NOTE: This is a longer version of an Oped that appeared in the Norwegian business newspaper Dagens Naeringsliv on 21 March 2014.
The revelation of the Oil Fund’s controversial investment in Formula 1 has led to Ola Mestad, Lars Hakon Sooras and Sofie Mathiasen and other Norwegian commentators to warn against allowing the Fund to invest in unlisted assets. This would be a grave mistake that would cost Norwegians dearly.
Instead, the government should bolster Fund capacity and set up a powerful independent watchdog in the form of a “Stortingets Råd for Oljefondet”.
Critics say that unlisted assets will make it harder to detect unethical investments or exercise oversight. They also warn about the lack of relevant expertise at the Fund and in the Norges Bank board that oversees it. As a reaction to the Formula 1 fiasco these concerns are understandable, but misconceived.

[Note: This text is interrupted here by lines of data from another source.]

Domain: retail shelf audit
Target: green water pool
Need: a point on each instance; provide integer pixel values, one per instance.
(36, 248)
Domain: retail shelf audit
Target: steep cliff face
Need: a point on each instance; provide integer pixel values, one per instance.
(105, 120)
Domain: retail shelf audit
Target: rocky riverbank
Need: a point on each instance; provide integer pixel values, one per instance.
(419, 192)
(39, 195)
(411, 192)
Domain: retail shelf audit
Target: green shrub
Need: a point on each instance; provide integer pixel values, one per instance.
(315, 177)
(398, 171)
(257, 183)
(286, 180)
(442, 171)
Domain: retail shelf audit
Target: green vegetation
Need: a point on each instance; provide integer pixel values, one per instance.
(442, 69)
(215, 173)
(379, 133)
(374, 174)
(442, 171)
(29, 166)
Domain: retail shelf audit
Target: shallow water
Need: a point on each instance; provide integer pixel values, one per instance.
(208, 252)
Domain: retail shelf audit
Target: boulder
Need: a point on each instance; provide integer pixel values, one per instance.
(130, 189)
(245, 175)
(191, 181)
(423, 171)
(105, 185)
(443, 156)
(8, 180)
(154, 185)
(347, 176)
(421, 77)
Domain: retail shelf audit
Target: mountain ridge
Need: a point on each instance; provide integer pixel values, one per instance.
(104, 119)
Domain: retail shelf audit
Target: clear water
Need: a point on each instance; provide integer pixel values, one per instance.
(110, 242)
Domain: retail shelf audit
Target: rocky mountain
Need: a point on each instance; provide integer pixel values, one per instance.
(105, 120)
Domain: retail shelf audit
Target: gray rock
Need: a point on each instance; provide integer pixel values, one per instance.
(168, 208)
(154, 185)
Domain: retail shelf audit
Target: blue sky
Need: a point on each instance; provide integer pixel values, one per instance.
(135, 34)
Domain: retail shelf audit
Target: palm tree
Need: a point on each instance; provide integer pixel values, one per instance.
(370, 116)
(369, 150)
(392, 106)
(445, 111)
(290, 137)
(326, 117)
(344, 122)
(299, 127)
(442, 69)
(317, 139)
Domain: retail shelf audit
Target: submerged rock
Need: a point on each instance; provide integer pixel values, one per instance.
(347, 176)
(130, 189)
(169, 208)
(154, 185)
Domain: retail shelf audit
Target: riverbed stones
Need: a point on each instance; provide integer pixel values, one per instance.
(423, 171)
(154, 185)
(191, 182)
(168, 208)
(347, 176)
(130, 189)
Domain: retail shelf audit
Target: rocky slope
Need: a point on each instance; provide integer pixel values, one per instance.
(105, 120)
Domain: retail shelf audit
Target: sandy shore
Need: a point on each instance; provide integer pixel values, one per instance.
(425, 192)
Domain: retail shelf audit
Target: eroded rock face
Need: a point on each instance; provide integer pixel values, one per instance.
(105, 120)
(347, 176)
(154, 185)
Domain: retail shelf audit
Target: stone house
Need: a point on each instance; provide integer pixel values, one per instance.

While unlisted investments, private equity and infrastructure disclose less information publicly, they will give NBIM access to hordes of private information. It will also be in a much stronger position to demand private information and to successfully challenge questionable practices. For effective oversight, the SRO should not only enjoy privileged access to all the data NBIM holds, but also have the right to demand more information on any of its investments.
Does anyone seriously think that Formula 1, with the constant whiff of scandal and a controversial promoter repeatedly accused of corruption, would have been an appropriate investment if only it were listed? It did not pass the smell test, period.